These homemade brownies have all of the great texture and flavor of box-mix brownies, without any of the processed ingredients. They have become the base for some of my favorite brownie recipes, like peanut butter brownies, buckeye brownies, and marshmallow brownies!
Whenever I ask people what their favorite brownie is, there is always a resounding majority – most people only have eyes for box-mix brownies. And really, what’s not to love? The brownies always turn out gooey, chewy and with that amazing thin crackly crust on top. As a teenager, each Sunday night our church held youth group meetings and one of the mom volunteers always brought a pan of brownies. They were the BEST brownies. At one point a couple of us girls asked for the recipe and were sheepishly told that they were just from a box.
So many of those amazing brownie concoctions that you’ll see on Pinterest invariably start by calling for a box brownie mix, right? A number of years ago, I went on a mission to find a homemade brownie recipe that could mimic that elusive taste and texture of a box-mix brownie. Not surprisingly, it was Cook’s Illustrated that had formulated exactly what I was looking for – a homemade brownie recipe with all of the characteristics people love about a box-mix brownie.
Now, anytime I come across a recipe that calls for preparing a box of brownies, I turn to this recipe instead!
According to the headnotes for this recipe, the key to the texture of the beloved box-mix brownie is the ratio of saturated to unsaturated fat. The box-mix brownies have a 28% to 72% ratio while a classic homemade brownie recipe has a 64% to 36% ratio. Big difference! The major factors in creating this chewy brownie recipe to mimic the box-mix include: using a mix of butter and vegetable oil, a mix of cocoa powder and melted chocolate, and extra egg yolks. I guarantee that if you are in the box-mix brownie camp, this recipe will wow you. Another huge bonus is that this is still a one-bowl recipe with only a whisk and spatula needed.

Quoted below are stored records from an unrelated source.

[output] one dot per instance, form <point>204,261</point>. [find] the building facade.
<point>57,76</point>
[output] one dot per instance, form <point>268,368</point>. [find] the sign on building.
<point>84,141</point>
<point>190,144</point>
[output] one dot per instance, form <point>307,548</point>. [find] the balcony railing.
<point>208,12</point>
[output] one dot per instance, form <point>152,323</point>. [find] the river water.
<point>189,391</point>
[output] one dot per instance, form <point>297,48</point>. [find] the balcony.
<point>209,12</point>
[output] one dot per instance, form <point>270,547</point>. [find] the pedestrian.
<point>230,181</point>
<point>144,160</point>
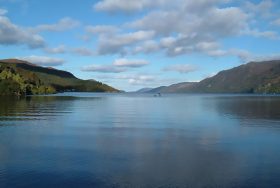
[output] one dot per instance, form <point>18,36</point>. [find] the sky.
<point>133,44</point>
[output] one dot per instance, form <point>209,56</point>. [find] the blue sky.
<point>140,43</point>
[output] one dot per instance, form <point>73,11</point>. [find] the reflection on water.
<point>104,140</point>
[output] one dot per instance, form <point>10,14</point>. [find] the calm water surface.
<point>128,140</point>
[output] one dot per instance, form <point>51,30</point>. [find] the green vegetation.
<point>22,78</point>
<point>254,77</point>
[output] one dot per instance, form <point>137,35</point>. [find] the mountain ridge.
<point>253,77</point>
<point>19,77</point>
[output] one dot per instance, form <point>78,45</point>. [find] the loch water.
<point>138,140</point>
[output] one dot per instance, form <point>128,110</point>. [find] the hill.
<point>23,78</point>
<point>254,77</point>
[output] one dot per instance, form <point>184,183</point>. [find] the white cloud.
<point>82,51</point>
<point>3,11</point>
<point>179,27</point>
<point>266,34</point>
<point>120,43</point>
<point>138,79</point>
<point>263,8</point>
<point>122,5</point>
<point>103,69</point>
<point>11,34</point>
<point>101,29</point>
<point>180,68</point>
<point>42,60</point>
<point>276,22</point>
<point>56,50</point>
<point>62,25</point>
<point>119,65</point>
<point>130,63</point>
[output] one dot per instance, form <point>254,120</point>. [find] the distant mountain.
<point>174,88</point>
<point>21,77</point>
<point>254,77</point>
<point>143,90</point>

Here are a couple of quick notes to make sure these brownies turn out absolutely superb:
- For the chewiest texture, it’s important to cool brownies completely before cutting.
- If your baking dish is glass, cool the brownies 10 minutes, then remove them from the pan to a wire rack (otherwise, the heat retention of glass can lead to overbaking).
Once you try this simple recipe, you’ll never go back to those box mixes!
Four years ago: Strawberry Cream Cheese Crumble Tart
- ⅓ cup (28.67 g) Dutch-processed cocoa
- ½ cup (125 ml) + 2 tablespoons boiling water
- 2 ounces (56.7 g) unsweetened chocolate, finely chopped
- 4 tablespoons unsalted butter, melted
- ½ cup (109 ml) plus 2 tablespoons vegetable oil
- 2 eggs
- 2 egg yolks
- 2 teaspoons vanilla extract
- 2½ cups (500 g) granulated sugar
- 1¾ cups (218.75 g) all-purpose flour
- ¾ teaspoon (0.75 teaspoon) salt
- 1 cup (180 g) semisweet chocolate chips
- Adjust oven rack to lowest position and heat oven to 350 degrees F. Line a 9×13-inch baking pan with foil, leaving about a one-inch overhang on all sides. Spray with nonstick cooking spray.
- Whisk cocoa powder and boiling water together in a large bowl until smooth. Add the unsweetened chocolate and whisk until the chocolate is melted. Whisk in the melted butter and oil (the mixture may look curdled at this point, that’s okay!). Add the eggs, yolks, and vanilla extract, and whisk until smooth and homogeneous. Whisk in the sugar until fully incorporated. Add the flour and salt and mix with a rubber spatula until combined. Fold in the chocolate chips.
- Scrape batter into prepared pan and spread into an even layer. Bake until a toothpick inserted halfway between edge and center comes out with just a few moist crumbs attached, 30 to 35 minutes. Transfer the pan to a wire rack and cool for 1½ hours.
- Using the foil overhang, lift the brownies from pan. Place the brownies on the wire rack and cool completely, about 1 additional hour. Cut into 2-inch squares and serve. Brownies can be stored in an airtight container at room temperature for up to 4 days.